Ex-PTSB chief David Guinane settles High Court action
Former CEO said he was entitled to severance payment of more than €866,000
Former PTSB chief executive David Guinane had alleged breach of contract. Photograph: Nick Bradshaw
He had claimed he was entitled to a severance payment of more than €866,000 but instead was offered a payment of €175,000, plus 2½ months’ salary, which he had refused.
In proceedings against PTSB, Mr Guinane, who worked for the bank for more than 25 years, alleged breach of contract and denial of fair procedures during his departure. His claim he had a contractual right to a payment, estimated at €866,000, under the bank’s Voluntary Severance Scheme (VSS) was the key issue in his case.
He also claimed his reputation was damaged by his former employer and sought damages, including punitive and exemplary damages.
PTSB, represented by Paul Gallagher SC, denied the claims and pleaded Mr Guinane received what he was entitled to when made redundant.
The case opened before Ms Justice Leonie Reynolds last month and was expected to run for at least eight days but the judge was told this week it had settled and could be struck out. No details of the settlement were disclosed.
The court heard Mr Guinane, represented by Paul Anthony McDermott SC, with Shane Murphy SC, was CEO of Permanent TSB when it was part of the Irish Life & Permanent Group.
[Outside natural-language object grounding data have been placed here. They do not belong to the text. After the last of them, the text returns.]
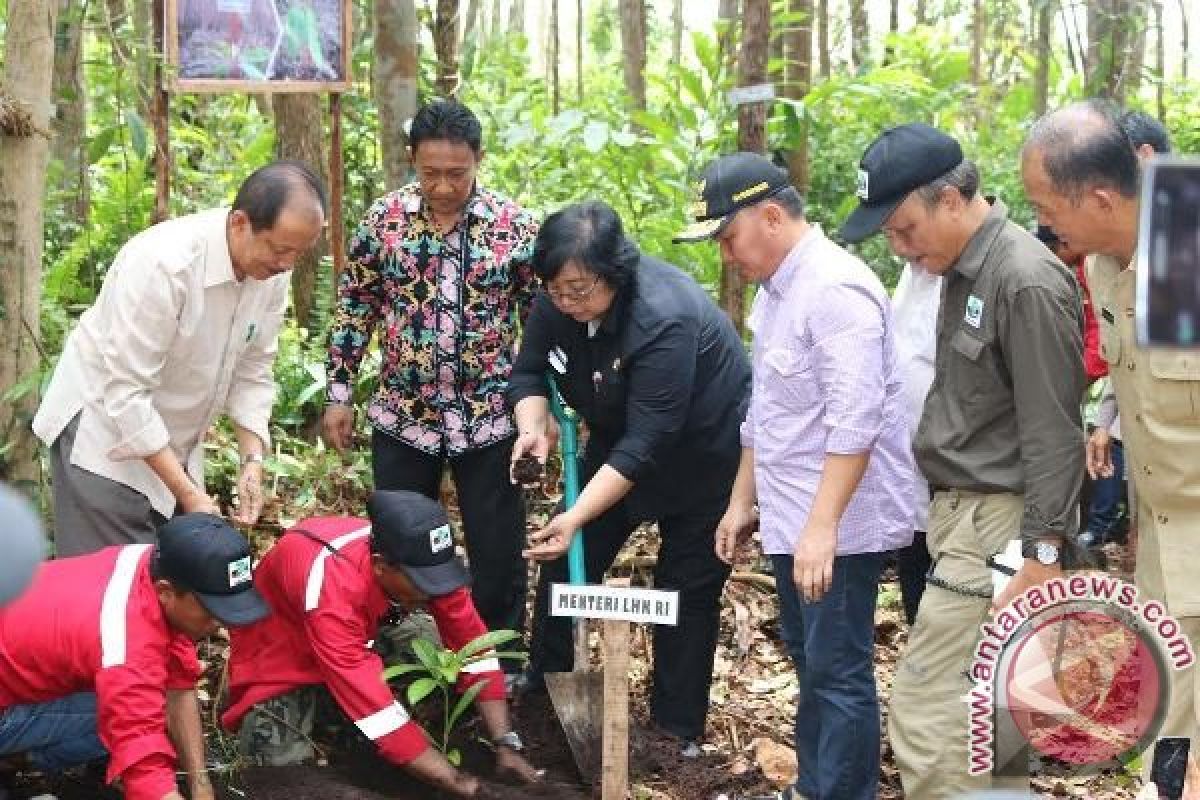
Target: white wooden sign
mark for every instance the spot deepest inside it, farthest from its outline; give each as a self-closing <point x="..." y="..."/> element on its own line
<point x="762" y="92"/>
<point x="646" y="606"/>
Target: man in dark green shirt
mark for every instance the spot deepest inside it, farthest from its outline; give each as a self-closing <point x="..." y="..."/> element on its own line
<point x="1000" y="439"/>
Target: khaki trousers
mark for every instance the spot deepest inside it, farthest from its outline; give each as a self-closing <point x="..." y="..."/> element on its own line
<point x="928" y="717"/>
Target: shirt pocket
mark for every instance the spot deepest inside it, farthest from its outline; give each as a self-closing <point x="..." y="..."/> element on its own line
<point x="1175" y="396"/>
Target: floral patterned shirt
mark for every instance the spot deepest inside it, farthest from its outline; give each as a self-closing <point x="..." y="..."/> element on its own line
<point x="445" y="308"/>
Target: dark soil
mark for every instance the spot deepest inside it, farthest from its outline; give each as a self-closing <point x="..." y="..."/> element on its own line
<point x="527" y="471"/>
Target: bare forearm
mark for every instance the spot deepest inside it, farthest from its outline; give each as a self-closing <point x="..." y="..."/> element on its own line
<point x="839" y="480"/>
<point x="187" y="735"/>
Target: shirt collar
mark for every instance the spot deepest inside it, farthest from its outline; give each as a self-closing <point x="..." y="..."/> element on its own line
<point x="972" y="258"/>
<point x="779" y="282"/>
<point x="217" y="260"/>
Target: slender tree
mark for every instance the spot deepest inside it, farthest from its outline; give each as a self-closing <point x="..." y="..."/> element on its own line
<point x="394" y="83"/>
<point x="633" y="44"/>
<point x="445" y="46"/>
<point x="751" y="127"/>
<point x="24" y="152"/>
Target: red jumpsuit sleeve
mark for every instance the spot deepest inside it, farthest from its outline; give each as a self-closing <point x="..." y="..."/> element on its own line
<point x="131" y="707"/>
<point x="353" y="673"/>
<point x="459" y="624"/>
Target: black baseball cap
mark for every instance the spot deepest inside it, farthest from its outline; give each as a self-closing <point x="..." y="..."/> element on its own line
<point x="412" y="533"/>
<point x="203" y="554"/>
<point x="901" y="160"/>
<point x="731" y="184"/>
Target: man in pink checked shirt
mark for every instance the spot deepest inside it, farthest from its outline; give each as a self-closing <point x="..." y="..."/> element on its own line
<point x="826" y="457"/>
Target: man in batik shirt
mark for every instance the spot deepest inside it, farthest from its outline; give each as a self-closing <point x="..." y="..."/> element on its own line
<point x="441" y="270"/>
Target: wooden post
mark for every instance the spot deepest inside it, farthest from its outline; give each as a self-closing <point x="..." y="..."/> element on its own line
<point x="161" y="121"/>
<point x="615" y="759"/>
<point x="336" y="187"/>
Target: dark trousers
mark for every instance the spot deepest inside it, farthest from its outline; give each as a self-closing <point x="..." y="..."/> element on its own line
<point x="838" y="711"/>
<point x="683" y="654"/>
<point x="912" y="566"/>
<point x="493" y="519"/>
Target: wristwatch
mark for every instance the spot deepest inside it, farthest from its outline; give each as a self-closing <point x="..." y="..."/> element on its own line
<point x="1045" y="553"/>
<point x="511" y="740"/>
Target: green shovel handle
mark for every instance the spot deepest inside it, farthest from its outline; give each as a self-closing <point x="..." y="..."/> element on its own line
<point x="569" y="443"/>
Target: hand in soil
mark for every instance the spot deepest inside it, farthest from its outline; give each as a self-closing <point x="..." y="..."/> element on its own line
<point x="527" y="471"/>
<point x="513" y="768"/>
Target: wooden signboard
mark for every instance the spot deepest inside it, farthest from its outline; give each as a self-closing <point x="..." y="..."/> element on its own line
<point x="268" y="46"/>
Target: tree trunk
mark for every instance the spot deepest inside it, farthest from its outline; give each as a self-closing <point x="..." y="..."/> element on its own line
<point x="395" y="83"/>
<point x="633" y="44"/>
<point x="298" y="136"/>
<point x="978" y="28"/>
<point x="859" y="35"/>
<point x="24" y="154"/>
<point x="445" y="46"/>
<point x="579" y="49"/>
<point x="67" y="155"/>
<point x="823" y="37"/>
<point x="552" y="58"/>
<point x="798" y="59"/>
<point x="1044" y="54"/>
<point x="516" y="17"/>
<point x="751" y="127"/>
<point x="727" y="13"/>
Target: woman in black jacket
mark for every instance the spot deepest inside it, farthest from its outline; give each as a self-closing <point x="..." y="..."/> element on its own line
<point x="641" y="352"/>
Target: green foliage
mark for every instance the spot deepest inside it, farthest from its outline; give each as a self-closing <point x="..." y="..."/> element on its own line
<point x="437" y="671"/>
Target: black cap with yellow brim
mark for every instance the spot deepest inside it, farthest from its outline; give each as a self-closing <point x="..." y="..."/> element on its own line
<point x="731" y="184"/>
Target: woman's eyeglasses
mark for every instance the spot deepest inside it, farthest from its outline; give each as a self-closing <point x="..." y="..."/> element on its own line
<point x="573" y="295"/>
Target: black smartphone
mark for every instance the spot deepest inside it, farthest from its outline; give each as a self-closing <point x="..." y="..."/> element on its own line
<point x="1170" y="767"/>
<point x="1168" y="301"/>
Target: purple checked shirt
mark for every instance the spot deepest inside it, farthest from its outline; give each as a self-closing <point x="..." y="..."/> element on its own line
<point x="826" y="382"/>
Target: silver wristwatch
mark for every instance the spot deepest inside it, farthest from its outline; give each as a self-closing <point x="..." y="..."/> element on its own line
<point x="511" y="740"/>
<point x="1045" y="553"/>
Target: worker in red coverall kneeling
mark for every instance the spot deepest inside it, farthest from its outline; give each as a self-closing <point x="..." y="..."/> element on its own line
<point x="330" y="581"/>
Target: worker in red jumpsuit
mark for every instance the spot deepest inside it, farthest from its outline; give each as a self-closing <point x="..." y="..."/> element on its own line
<point x="97" y="657"/>
<point x="330" y="581"/>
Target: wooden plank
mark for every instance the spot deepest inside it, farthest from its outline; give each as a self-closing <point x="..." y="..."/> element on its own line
<point x="615" y="758"/>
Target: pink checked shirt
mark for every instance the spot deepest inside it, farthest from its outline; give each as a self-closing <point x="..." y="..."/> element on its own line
<point x="826" y="382"/>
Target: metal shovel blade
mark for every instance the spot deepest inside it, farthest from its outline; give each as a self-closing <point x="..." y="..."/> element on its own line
<point x="577" y="698"/>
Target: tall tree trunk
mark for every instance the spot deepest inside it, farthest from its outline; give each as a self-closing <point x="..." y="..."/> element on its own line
<point x="1044" y="54"/>
<point x="516" y="17"/>
<point x="978" y="28"/>
<point x="445" y="46"/>
<point x="727" y="13"/>
<point x="823" y="37"/>
<point x="751" y="127"/>
<point x="552" y="56"/>
<point x="298" y="134"/>
<point x="633" y="44"/>
<point x="859" y="34"/>
<point x="798" y="59"/>
<point x="24" y="154"/>
<point x="579" y="49"/>
<point x="395" y="82"/>
<point x="67" y="154"/>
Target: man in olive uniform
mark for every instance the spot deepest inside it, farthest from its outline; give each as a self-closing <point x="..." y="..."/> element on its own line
<point x="1080" y="173"/>
<point x="1000" y="439"/>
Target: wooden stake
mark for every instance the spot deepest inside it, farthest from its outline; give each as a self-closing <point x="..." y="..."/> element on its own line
<point x="336" y="187"/>
<point x="615" y="770"/>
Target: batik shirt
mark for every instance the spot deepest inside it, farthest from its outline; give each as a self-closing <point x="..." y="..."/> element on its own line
<point x="445" y="308"/>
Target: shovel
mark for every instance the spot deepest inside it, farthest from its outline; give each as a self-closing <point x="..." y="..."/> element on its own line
<point x="577" y="696"/>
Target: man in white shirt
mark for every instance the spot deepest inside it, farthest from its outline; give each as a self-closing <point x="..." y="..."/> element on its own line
<point x="184" y="329"/>
<point x="915" y="313"/>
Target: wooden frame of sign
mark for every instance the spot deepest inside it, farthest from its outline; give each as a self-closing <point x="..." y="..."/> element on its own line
<point x="258" y="46"/>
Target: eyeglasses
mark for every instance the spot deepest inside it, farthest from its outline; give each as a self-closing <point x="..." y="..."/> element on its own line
<point x="573" y="295"/>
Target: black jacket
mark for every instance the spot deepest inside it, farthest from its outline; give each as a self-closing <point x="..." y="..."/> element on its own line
<point x="663" y="385"/>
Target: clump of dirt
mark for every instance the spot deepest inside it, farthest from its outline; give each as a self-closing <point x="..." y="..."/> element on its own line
<point x="527" y="470"/>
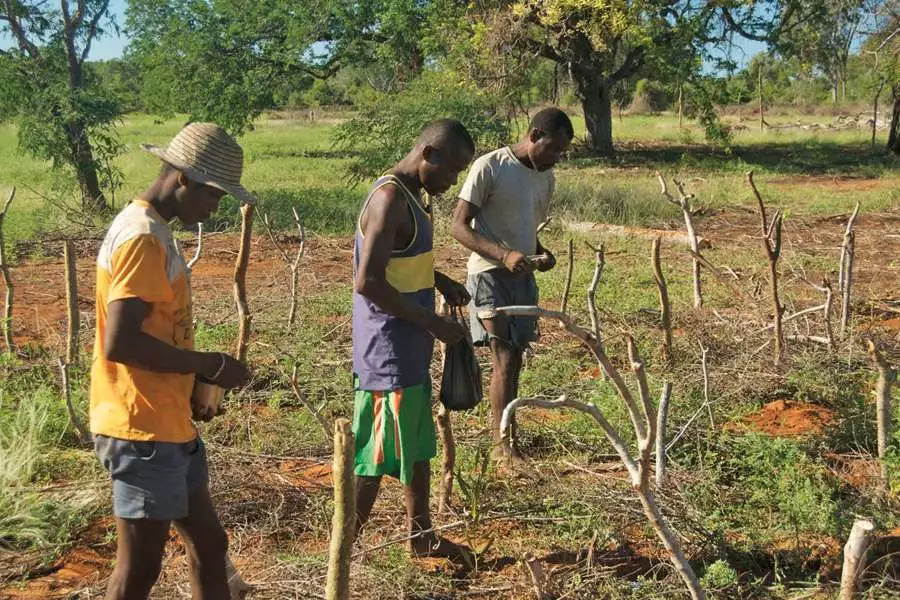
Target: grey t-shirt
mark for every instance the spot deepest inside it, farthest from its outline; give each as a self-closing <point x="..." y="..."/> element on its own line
<point x="513" y="200"/>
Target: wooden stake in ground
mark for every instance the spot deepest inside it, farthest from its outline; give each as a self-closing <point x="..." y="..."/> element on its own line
<point x="845" y="273"/>
<point x="643" y="419"/>
<point x="570" y="270"/>
<point x="684" y="203"/>
<point x="7" y="279"/>
<point x="887" y="375"/>
<point x="293" y="266"/>
<point x="74" y="319"/>
<point x="445" y="432"/>
<point x="771" y="237"/>
<point x="538" y="578"/>
<point x="84" y="436"/>
<point x="337" y="586"/>
<point x="664" y="306"/>
<point x="855" y="557"/>
<point x="599" y="262"/>
<point x="240" y="281"/>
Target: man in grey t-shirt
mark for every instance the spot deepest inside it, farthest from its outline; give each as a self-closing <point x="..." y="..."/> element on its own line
<point x="505" y="197"/>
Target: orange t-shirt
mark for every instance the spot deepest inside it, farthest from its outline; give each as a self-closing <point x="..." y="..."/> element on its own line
<point x="139" y="259"/>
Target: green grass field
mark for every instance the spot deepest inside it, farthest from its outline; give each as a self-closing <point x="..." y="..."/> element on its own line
<point x="762" y="510"/>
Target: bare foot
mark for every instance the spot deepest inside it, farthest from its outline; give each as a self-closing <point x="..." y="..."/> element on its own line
<point x="433" y="546"/>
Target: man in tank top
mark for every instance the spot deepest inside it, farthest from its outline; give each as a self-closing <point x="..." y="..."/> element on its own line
<point x="394" y="327"/>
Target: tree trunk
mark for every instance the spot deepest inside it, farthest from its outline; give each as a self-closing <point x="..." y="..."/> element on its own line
<point x="85" y="167"/>
<point x="894" y="136"/>
<point x="596" y="102"/>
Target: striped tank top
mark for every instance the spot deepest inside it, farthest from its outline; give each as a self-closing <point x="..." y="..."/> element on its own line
<point x="388" y="352"/>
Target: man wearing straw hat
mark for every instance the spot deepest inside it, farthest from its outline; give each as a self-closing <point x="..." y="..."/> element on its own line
<point x="145" y="370"/>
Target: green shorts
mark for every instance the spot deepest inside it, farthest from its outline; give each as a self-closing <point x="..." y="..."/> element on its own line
<point x="393" y="431"/>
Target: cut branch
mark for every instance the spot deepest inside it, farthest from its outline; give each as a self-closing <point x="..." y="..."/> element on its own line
<point x="84" y="436"/>
<point x="571" y="269"/>
<point x="887" y="375"/>
<point x="771" y="237"/>
<point x="664" y="306"/>
<point x="73" y="321"/>
<point x="644" y="428"/>
<point x="684" y="203"/>
<point x="599" y="262"/>
<point x="855" y="557"/>
<point x="337" y="586"/>
<point x="7" y="278"/>
<point x="240" y="281"/>
<point x="662" y="416"/>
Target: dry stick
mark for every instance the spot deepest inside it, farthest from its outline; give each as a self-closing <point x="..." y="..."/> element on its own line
<point x="644" y="427"/>
<point x="771" y="233"/>
<point x="74" y="323"/>
<point x="240" y="281"/>
<point x="293" y="266"/>
<point x="684" y="203"/>
<point x="7" y="279"/>
<point x="854" y="556"/>
<point x="337" y="586"/>
<point x="599" y="262"/>
<point x="841" y="270"/>
<point x="445" y="431"/>
<point x="571" y="269"/>
<point x="295" y="387"/>
<point x="850" y="241"/>
<point x="887" y="375"/>
<point x="84" y="435"/>
<point x="665" y="309"/>
<point x="704" y="366"/>
<point x="662" y="416"/>
<point x="535" y="570"/>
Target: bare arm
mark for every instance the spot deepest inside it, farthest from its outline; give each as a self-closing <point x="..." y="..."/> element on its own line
<point x="128" y="344"/>
<point x="465" y="234"/>
<point x="384" y="214"/>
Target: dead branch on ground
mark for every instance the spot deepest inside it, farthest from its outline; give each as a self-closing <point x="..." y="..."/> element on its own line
<point x="74" y="318"/>
<point x="337" y="586"/>
<point x="684" y="203"/>
<point x="643" y="418"/>
<point x="855" y="557"/>
<point x="771" y="238"/>
<point x="887" y="376"/>
<point x="240" y="282"/>
<point x="7" y="278"/>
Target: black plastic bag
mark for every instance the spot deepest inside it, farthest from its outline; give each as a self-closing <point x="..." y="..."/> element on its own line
<point x="461" y="380"/>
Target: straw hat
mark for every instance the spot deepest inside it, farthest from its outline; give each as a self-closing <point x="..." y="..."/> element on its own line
<point x="205" y="153"/>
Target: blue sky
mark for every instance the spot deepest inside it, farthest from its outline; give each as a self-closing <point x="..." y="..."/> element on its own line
<point x="112" y="46"/>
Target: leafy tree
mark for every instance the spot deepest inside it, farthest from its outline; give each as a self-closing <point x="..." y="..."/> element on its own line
<point x="383" y="131"/>
<point x="221" y="60"/>
<point x="64" y="114"/>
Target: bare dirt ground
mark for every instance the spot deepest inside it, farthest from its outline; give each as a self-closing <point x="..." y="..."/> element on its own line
<point x="39" y="318"/>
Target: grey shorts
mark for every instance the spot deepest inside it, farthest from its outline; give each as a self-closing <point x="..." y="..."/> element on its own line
<point x="493" y="289"/>
<point x="152" y="480"/>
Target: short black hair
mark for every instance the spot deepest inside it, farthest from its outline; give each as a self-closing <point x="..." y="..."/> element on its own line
<point x="446" y="132"/>
<point x="551" y="120"/>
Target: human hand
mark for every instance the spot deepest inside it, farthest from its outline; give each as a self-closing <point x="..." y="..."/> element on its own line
<point x="447" y="331"/>
<point x="516" y="262"/>
<point x="229" y="372"/>
<point x="453" y="292"/>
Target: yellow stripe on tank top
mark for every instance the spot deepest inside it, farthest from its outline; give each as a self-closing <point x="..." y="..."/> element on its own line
<point x="411" y="273"/>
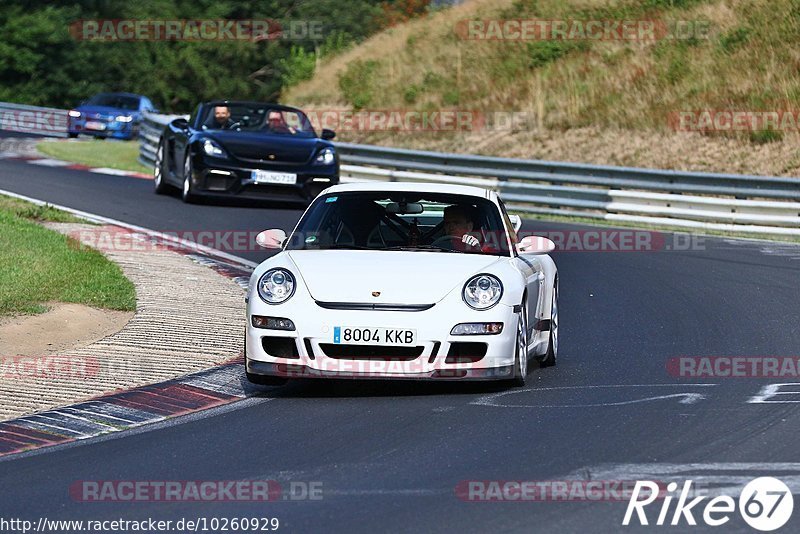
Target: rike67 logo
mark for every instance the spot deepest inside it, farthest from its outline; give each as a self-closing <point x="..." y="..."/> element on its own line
<point x="765" y="504"/>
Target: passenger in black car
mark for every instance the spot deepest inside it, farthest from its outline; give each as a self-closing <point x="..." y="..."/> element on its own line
<point x="222" y="118"/>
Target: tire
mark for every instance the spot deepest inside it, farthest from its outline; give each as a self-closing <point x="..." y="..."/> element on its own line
<point x="186" y="191"/>
<point x="261" y="380"/>
<point x="550" y="357"/>
<point x="159" y="167"/>
<point x="521" y="351"/>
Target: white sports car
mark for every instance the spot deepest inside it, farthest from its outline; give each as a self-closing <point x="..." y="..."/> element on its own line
<point x="402" y="281"/>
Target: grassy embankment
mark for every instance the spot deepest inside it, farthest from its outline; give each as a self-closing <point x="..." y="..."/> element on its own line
<point x="121" y="155"/>
<point x="38" y="265"/>
<point x="598" y="101"/>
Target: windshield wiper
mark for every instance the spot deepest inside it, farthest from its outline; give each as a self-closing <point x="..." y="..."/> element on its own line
<point x="343" y="246"/>
<point x="423" y="247"/>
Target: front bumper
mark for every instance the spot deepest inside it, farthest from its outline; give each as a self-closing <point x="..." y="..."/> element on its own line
<point x="113" y="129"/>
<point x="309" y="350"/>
<point x="362" y="371"/>
<point x="219" y="177"/>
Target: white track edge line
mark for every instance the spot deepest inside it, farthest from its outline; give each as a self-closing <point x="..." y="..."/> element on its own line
<point x="106" y="220"/>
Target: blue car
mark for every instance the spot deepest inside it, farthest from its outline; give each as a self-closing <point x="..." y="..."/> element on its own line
<point x="115" y="115"/>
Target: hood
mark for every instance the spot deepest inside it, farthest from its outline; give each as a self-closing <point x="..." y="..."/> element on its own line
<point x="401" y="277"/>
<point x="259" y="146"/>
<point x="104" y="112"/>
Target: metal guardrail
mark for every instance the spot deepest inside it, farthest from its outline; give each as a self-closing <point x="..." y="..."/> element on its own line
<point x="705" y="201"/>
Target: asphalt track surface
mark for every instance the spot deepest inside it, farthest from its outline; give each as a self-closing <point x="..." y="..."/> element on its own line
<point x="390" y="455"/>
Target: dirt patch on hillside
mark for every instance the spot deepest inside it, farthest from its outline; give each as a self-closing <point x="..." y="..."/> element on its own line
<point x="64" y="327"/>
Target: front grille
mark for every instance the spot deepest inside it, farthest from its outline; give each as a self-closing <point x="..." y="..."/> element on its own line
<point x="465" y="352"/>
<point x="370" y="352"/>
<point x="372" y="306"/>
<point x="280" y="347"/>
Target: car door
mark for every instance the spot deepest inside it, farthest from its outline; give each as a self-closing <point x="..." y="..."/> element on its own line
<point x="531" y="270"/>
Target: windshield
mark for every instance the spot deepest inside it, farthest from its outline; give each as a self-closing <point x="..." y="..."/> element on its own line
<point x="407" y="221"/>
<point x="260" y="118"/>
<point x="114" y="101"/>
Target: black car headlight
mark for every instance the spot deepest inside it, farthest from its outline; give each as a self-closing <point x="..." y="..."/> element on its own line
<point x="276" y="286"/>
<point x="212" y="148"/>
<point x="326" y="157"/>
<point x="482" y="291"/>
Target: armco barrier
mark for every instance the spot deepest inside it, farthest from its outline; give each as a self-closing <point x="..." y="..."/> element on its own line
<point x="730" y="202"/>
<point x="693" y="200"/>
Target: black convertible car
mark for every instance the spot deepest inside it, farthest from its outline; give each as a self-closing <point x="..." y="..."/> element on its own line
<point x="247" y="149"/>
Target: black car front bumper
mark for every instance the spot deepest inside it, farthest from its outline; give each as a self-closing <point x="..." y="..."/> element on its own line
<point x="221" y="177"/>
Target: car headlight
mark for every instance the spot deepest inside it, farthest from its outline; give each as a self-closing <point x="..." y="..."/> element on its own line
<point x="482" y="292"/>
<point x="276" y="286"/>
<point x="326" y="157"/>
<point x="213" y="149"/>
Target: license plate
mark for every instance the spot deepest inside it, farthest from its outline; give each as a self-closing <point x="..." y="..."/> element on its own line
<point x="354" y="335"/>
<point x="268" y="177"/>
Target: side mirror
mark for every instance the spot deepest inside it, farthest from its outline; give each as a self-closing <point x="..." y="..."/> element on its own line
<point x="271" y="238"/>
<point x="535" y="245"/>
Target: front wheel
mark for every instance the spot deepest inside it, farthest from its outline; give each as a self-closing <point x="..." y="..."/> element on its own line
<point x="261" y="380"/>
<point x="158" y="170"/>
<point x="549" y="359"/>
<point x="521" y="350"/>
<point x="186" y="191"/>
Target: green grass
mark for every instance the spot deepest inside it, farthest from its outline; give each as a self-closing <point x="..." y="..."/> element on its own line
<point x="38" y="265"/>
<point x="121" y="155"/>
<point x="26" y="210"/>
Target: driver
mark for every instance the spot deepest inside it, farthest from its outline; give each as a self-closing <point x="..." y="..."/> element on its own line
<point x="277" y="123"/>
<point x="458" y="225"/>
<point x="222" y="118"/>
After the group was recapitalised by the State for €4 billion in 2011, the banking section was separated from Irish Life under a restructuring which also involved all senior positions in the banking entity being advertised.
Mr Guinane applied for CEO but the position was given to an English banker, Jeremy Masding, in January 2012.
Mr Guinane claimed he was entitled, like other senior employees at PTSB, to a payment under the VSS, made on the basis of the employee’s salary and number of years worked at the bank.
Mr Guinane was told, due to recapitalisation of the bank, the Minister for Finance had capped severance payments to senior staff. He claimed, while he was told any severance payment would have to be approved by the Minister, the latter was never asked about any payment to Mr Guinane. The cap seemed to have been decided on by the bank itself, he alleged.
It was claimed the bank’s justification for its initial offer seemed to be based on a media report stating severance payments to senior employees at another State acquired bank had been capped at €175,000.
Mr Guinane rejected that offer, subsequently withdrawn by the bank, and told Irish Life & Permanent chairman Alan Cook he would take legal action, it was claimed. Mr Guinane’s case was Mr Cook had informed him, if he did so, he would be “destroyed by the media” and “the Department would not back down”.
The court was told the bank accepted conversations took place between Mr Cook and Mr Guinane on the dates alleged but denied Mr Cook made the alleged statements to Mr Guinane.